Thursday, September 04, 2008

Babel Extended

Being a nursing student tends to get a bit bogged up in the technical aspect of things, so I decided to audit a Theology course not only to spice up my schedule a bit but also to learn more about my faith just so that my theology center of my brain did not dry up and go completely sour, especially in lieu of the fact that I have recently been having difficulty recalling logic and doctrine for moral and theological issues. That, by the way, is simply a compound sentence with several dependent clauses attached to it and is not a run on. If anyone feels compelled to correct me on this point, please do so as I would rather know that I've messed up instead of continuing in my error.

Anyhow, Babel. Dr. John Bergsma is an assistant professor at Franciscan University of Steubenville, and specializes in Biblical theology. His class it totally awesome! Among many things cover in the first 16 chapters of Genesis (which I am unable to expound upon at this time due to time contstraints and general inability to keep thoughts flowing logically on more than one topic at this time), one of the things that struck me the most was the bit about Babel. God has already destroyed the earth through water, causing a "re-creation" and once again bringing the land out of the sea as at the creation, and once more setting up a covenant with the man, which is just as quickly by Noah and his sons as was the original covenant broken by Adam. The Lord God swears that he will never again destroy the earth through water, but we can see just how quickly that man becomes depraved and shrinks back into sin. To take a step back, Genesis 10 contains the names of all the peoples of the earth, all the ethnic backgrounds of the world: Chinese, Slovak, Italian, Egyptian, African nations, Aztecs, Asian and European nations, every nation and ethnic people is here represented. The names given by this text are very ancient and are not in common usage anymore, but they are the names representing the entirety of the race of men. Anyhow, Genesis 11 contains the account of Babel:

Then they said, "come let us build ourselves a city, and a tower with its top in the heavens, and let us make a name for ourselves, lest we be scattered abroad over the face of the whole earth." And the Lord came down to see the city and the tower...And the Lord said, "Behold, they are one people, and they have all one language; and this is only the beginning of what they will do; and nothing that they propose to do will now beimpossible for them. Come, let us go down and there confuse their language, that they may not understand one another's speech." So the Lord scattered them abroad...and they left off building the city. Therefore its name was called Babel.

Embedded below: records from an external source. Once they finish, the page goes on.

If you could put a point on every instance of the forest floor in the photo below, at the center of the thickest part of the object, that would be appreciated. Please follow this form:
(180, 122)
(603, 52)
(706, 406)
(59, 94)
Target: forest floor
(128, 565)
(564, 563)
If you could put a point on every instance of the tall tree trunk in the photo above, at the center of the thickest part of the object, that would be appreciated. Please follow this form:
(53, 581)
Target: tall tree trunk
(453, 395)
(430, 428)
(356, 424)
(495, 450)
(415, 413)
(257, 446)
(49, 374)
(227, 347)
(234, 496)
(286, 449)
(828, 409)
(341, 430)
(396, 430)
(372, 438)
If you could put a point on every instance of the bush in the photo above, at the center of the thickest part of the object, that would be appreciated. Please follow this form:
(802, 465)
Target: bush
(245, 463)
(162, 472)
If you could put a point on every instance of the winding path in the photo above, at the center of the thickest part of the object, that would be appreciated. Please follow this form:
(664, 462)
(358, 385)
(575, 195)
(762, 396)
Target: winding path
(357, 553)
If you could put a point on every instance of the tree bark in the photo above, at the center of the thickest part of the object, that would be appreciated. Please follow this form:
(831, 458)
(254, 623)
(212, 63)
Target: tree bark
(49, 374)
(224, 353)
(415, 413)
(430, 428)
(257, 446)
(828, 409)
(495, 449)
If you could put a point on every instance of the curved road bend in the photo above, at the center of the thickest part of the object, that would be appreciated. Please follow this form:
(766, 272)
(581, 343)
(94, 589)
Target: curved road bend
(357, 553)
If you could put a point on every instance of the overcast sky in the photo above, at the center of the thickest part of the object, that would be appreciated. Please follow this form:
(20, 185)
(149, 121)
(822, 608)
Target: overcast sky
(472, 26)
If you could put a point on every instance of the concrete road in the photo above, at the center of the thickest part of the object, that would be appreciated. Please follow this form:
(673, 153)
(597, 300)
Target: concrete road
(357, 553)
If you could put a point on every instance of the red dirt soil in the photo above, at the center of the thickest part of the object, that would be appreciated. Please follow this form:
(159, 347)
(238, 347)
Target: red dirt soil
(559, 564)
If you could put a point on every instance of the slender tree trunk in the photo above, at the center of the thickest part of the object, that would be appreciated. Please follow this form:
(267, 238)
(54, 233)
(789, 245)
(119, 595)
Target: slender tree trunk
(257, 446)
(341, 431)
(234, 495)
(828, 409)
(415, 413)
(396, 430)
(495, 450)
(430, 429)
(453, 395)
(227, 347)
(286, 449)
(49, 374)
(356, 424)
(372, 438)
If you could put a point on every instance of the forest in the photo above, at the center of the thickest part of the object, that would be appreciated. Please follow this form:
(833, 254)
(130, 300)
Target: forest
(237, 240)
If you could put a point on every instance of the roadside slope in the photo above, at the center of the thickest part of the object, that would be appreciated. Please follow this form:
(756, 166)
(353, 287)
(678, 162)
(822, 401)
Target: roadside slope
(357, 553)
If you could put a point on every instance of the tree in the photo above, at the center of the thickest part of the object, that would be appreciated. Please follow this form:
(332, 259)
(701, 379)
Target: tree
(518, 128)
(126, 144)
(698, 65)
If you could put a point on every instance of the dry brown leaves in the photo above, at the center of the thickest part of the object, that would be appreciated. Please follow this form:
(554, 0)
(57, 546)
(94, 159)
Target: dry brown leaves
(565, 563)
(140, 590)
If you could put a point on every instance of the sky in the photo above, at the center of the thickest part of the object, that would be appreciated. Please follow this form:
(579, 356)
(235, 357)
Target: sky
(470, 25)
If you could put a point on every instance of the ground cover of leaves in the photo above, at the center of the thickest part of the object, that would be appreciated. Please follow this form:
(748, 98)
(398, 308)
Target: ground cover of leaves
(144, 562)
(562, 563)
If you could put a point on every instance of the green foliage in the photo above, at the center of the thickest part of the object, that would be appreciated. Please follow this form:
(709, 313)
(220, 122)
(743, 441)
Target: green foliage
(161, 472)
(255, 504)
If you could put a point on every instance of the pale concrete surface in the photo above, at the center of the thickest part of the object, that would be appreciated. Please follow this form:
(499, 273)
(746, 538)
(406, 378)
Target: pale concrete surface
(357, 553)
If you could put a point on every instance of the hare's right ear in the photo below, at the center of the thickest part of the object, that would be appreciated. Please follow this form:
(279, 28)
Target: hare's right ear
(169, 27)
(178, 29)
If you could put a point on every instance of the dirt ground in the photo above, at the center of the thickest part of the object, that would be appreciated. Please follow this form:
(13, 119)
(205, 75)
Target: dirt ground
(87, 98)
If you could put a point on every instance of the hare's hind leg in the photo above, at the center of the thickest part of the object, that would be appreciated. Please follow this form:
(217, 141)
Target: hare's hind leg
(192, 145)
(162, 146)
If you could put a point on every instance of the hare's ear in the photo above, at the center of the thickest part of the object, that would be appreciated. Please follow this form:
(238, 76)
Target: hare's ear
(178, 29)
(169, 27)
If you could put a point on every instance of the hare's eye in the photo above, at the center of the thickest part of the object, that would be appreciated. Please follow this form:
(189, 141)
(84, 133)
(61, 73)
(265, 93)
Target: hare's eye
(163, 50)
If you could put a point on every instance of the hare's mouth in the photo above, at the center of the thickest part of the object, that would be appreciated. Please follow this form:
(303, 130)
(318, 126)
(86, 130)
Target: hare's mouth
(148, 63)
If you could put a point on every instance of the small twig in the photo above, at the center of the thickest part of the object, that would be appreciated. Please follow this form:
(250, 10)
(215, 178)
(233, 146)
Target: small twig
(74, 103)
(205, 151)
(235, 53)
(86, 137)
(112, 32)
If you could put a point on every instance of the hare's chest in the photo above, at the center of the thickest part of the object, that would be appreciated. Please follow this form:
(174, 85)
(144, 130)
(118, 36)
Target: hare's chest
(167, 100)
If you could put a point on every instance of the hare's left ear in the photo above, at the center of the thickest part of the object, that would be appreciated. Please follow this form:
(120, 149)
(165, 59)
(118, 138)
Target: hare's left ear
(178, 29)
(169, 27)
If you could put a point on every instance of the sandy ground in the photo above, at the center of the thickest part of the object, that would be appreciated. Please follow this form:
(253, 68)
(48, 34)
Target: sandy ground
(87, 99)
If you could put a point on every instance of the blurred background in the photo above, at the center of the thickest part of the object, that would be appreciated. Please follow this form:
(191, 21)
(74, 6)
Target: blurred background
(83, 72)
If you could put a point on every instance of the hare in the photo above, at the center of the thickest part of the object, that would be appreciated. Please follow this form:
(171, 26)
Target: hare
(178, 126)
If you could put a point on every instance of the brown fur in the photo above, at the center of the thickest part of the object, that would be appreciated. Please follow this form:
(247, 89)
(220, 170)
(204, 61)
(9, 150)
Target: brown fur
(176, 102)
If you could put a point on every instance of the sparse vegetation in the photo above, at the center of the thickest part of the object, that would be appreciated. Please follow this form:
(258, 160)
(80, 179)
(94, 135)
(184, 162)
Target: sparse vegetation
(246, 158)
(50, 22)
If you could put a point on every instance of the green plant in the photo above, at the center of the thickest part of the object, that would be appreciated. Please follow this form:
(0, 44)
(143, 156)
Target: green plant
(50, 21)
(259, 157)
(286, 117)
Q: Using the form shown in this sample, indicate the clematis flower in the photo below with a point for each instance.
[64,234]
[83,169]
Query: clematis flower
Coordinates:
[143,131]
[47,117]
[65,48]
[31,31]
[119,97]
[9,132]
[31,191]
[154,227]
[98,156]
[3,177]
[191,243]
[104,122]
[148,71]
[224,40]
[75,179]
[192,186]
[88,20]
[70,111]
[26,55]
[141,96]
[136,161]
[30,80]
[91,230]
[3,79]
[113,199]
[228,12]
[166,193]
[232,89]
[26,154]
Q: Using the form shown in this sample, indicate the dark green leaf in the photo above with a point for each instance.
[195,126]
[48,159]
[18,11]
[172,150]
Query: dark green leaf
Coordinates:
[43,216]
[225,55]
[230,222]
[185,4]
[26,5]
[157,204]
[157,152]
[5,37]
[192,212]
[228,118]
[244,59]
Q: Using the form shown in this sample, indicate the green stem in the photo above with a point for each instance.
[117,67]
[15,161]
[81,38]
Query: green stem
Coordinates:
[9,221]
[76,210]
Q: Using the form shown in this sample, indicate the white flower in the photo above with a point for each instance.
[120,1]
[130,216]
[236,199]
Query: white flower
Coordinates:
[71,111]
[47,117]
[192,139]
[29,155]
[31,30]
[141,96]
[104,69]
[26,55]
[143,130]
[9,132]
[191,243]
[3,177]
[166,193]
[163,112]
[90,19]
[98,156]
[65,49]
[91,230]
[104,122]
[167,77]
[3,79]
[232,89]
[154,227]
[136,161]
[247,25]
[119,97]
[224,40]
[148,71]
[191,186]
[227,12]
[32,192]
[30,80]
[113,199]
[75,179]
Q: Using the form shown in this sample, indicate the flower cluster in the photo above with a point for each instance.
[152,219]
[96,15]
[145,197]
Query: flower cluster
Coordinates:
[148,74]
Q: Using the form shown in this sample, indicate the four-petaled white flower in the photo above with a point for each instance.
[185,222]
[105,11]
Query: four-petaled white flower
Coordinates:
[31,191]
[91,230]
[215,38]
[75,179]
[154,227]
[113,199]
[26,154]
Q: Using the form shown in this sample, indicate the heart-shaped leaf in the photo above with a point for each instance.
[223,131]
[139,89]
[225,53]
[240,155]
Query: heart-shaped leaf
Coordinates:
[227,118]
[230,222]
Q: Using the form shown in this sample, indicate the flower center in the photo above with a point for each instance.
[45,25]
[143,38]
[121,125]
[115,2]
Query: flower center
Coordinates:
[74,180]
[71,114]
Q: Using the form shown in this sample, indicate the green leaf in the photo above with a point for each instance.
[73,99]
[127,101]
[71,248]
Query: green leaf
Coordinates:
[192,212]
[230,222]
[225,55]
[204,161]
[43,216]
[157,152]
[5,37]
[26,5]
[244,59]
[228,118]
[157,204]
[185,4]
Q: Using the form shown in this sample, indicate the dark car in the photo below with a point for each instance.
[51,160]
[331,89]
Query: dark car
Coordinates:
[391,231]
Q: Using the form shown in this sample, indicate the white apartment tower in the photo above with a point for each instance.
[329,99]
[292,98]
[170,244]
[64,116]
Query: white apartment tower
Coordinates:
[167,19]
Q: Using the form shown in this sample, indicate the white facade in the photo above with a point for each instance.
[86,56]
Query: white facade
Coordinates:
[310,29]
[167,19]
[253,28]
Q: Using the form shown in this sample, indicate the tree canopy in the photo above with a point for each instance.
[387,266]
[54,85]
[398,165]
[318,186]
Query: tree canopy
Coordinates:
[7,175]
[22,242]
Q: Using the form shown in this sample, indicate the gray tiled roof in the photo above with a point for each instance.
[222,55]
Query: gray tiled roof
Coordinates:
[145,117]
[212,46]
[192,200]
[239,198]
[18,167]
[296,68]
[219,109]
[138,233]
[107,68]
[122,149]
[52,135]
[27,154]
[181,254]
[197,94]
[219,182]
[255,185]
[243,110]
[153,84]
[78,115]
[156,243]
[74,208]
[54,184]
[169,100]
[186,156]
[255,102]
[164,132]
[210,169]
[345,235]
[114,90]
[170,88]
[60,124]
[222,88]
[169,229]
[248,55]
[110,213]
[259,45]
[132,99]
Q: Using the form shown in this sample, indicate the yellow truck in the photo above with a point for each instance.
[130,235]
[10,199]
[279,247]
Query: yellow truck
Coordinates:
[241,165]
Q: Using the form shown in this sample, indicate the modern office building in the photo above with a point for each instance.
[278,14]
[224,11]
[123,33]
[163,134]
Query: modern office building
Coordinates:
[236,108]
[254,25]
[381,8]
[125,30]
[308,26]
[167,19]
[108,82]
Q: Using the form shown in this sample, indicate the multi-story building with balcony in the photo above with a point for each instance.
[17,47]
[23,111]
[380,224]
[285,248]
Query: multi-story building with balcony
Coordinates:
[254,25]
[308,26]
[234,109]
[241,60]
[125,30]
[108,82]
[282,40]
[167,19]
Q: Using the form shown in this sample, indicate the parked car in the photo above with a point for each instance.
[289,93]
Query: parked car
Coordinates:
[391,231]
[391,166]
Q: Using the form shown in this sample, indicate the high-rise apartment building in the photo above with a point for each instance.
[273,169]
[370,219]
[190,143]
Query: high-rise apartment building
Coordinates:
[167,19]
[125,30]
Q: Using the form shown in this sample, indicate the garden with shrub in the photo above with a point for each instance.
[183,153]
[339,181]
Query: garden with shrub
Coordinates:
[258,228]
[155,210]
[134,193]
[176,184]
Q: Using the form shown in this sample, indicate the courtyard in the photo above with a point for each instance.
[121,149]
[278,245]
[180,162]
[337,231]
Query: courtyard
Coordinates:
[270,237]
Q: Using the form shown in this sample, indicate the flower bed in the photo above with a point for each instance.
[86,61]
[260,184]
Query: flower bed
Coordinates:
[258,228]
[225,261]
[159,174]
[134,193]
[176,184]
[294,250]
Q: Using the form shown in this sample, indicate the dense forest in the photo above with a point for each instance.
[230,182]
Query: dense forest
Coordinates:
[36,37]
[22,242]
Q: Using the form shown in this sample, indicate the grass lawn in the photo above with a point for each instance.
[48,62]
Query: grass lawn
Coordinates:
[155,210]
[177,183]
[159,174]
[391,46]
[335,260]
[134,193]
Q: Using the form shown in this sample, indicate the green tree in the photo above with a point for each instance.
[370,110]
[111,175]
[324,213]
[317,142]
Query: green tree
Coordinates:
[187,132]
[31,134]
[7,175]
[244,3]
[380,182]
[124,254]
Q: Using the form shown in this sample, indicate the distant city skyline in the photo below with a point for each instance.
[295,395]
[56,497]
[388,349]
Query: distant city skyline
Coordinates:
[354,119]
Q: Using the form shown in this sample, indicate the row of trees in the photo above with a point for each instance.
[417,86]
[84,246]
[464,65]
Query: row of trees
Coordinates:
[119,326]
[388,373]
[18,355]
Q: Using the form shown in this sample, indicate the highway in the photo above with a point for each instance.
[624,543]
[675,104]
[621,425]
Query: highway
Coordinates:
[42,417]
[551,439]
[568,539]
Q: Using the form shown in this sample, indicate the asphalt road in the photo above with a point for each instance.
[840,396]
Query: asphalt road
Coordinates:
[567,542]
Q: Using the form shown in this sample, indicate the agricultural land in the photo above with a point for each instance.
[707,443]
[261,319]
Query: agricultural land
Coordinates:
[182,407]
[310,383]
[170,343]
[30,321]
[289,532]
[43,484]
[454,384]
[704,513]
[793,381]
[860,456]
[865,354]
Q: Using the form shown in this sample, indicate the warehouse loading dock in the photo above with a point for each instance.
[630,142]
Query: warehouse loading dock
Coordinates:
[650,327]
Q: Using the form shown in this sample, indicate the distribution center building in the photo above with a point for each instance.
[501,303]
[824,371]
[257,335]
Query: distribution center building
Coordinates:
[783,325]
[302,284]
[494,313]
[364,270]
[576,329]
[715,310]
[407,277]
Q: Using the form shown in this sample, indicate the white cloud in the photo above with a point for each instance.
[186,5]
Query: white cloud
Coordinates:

After the tower of Babel, the Lord makes a covenant with Abraham in 12:2-3 (actually a promise which is later extended and ratified as a covenant). In it he promises 3 things:
1. I will make you a great Nation.
2. I will give you a great name. (implies royalty)
3. in you all the families of he earth shall be blessed--> a universal blessing extended unto all the nations (families) of the world that will be given through you.
Therefore, Abraham, whom St. Paul and the Church refer to as "Our father in Faith," is the channel through which the blessing (grace? eternal life?) is to come to the nations, to all the people of the earth.

So, back to Babel. All of these nations are descended from Adam first, and then from Noah, so we are all related: Germans, Dutch, Italians, Moroccans, Arabians, Chinese, Russians, etc. That is a pretty cool gene pool if you think about it. Anyhow, at Babel you have the confusion of language, they can no longer understand each other. Now, God fulfills his promise to Abraham in God becoming Man in the person of Jesus Christ. In Acts 2:5 we see again men "from every nation under heaven," and they are later listed, giving names more modern than those in Genesis 10, but nevertheless taking in all the nations of the world. Here, all of these men listen to the preaching of Apostles, and are confused in their ability to understand! "They were bewildered because each onn heard them speaking in his own language. And they were amazed and wondered, saying, "Are not these men who are speaking Galileans? And how is it that we hear, each of us in his own native language?" Each is able to understand the words of the apostles in his own language, and we thus have a reversal of Babel: a common language. The common language is the language of the Holy Spirit.

Interesting to note that this is like Latin, the common language of the Universal Church. That the tangible language of the Holy Spirit is Latin, for the faithful from Israel, Germany, United States, Vietnam, Russia, South Africa, all communicate in this common langage...but that is a thought for another time as well.

If I've left anything out here, please tell me.